In a recent survey by Deloitte’s health research center, only 7 percent of people said they felt financially prepared for their future health care needs.

Companies and policymakers have yet to focus on what the economy means for employees’ medical care, said Helen Darling, president of the National Business Group on Health, a Washington association of about 200 large employers.

“It’s a bad-news situation when an individual or household has to pay out-of-pocket three, four or five times as much for their health plan as they would have at the time of the last recession,” she said. “Americans have been giving their pay raise to the health care system.”

Many employers do recognize that their workers are struggling financially, even as they are asking them to pick up more of their health care bills.

“It makes the work we have to do even more challenging,” said Anne Silverman, the vice president in charge of benefits in North America for the publishing company Reed Elsevier. “Employees are being stretched in terms of their disposable income.”

Even so, more companies may see themselves as having little choice but to require employees to pay even more, said Ted Nussbaum, a benefits consultant at the firm Watson Wyatt Worldwide.
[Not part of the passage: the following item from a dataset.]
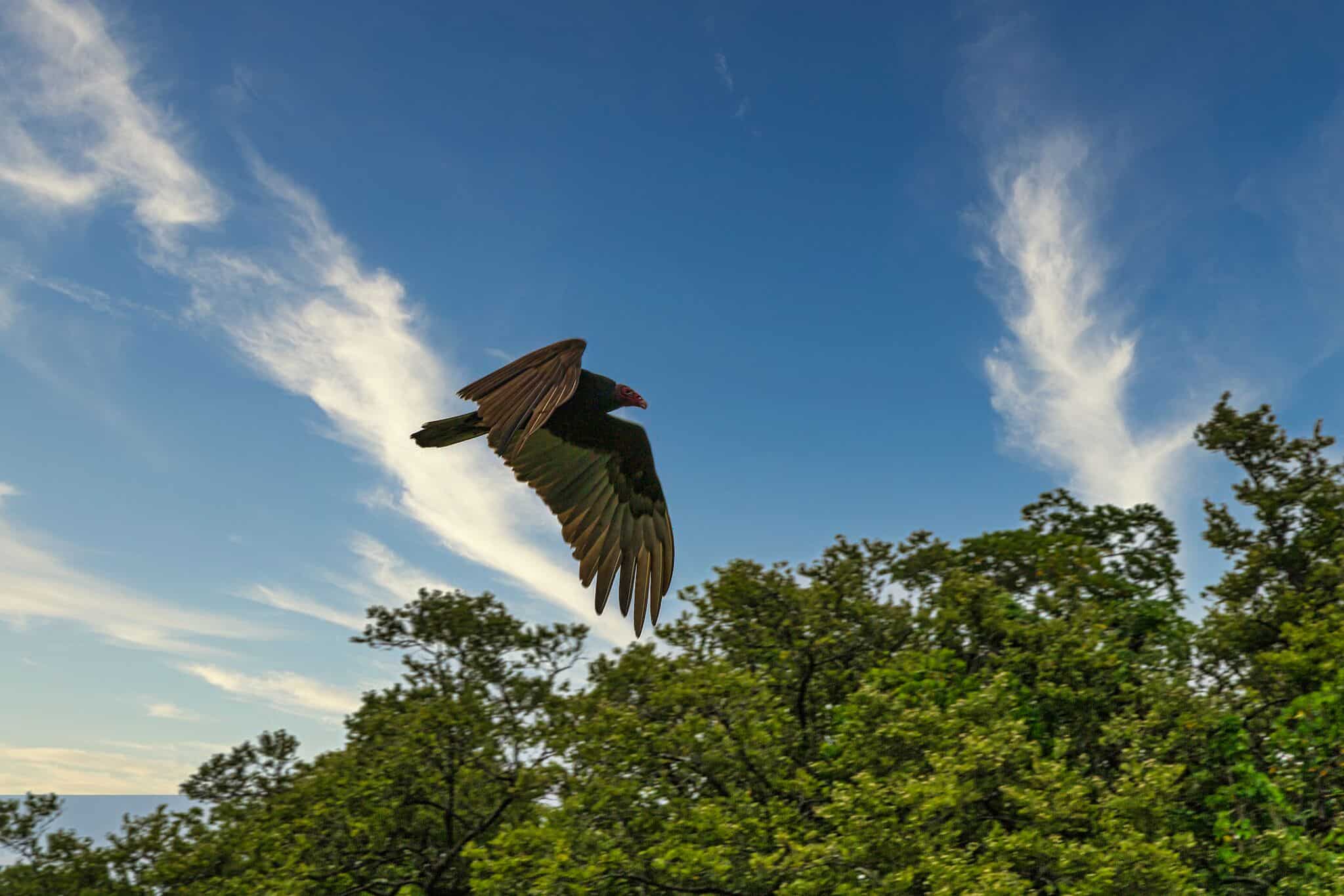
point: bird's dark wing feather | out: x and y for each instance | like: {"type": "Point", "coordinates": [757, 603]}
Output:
{"type": "Point", "coordinates": [597, 476]}
{"type": "Point", "coordinates": [527, 391]}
And when a weak economy undermines job security, he said, workers may simply have to accept reduced benefits.
Mom left out
Around the nation, some workers are simply priced out of their employee health plans.
After Brian Falacienski of Milton, Fla., was laid off last year from his job as a surveyor for a construction company, he found another position. But the cost of his new health plan — $800 a month for coverage with a $1,000 annual deductible — was beyond the means of Falacienski, 38, who is married and has a 2-year-old daughter.

His wife, Marianne, started researching individual insurance policies and was able to find policies for her husband and daughter offering basic, if minimal, coverage, costing $161 a month for father and daughter. But Marianne Falacienski, 32, who has arthritis and the severe digestive disorder Crohn’s disease, is now uninsured. Because of her conditions, four major insurers rejected her.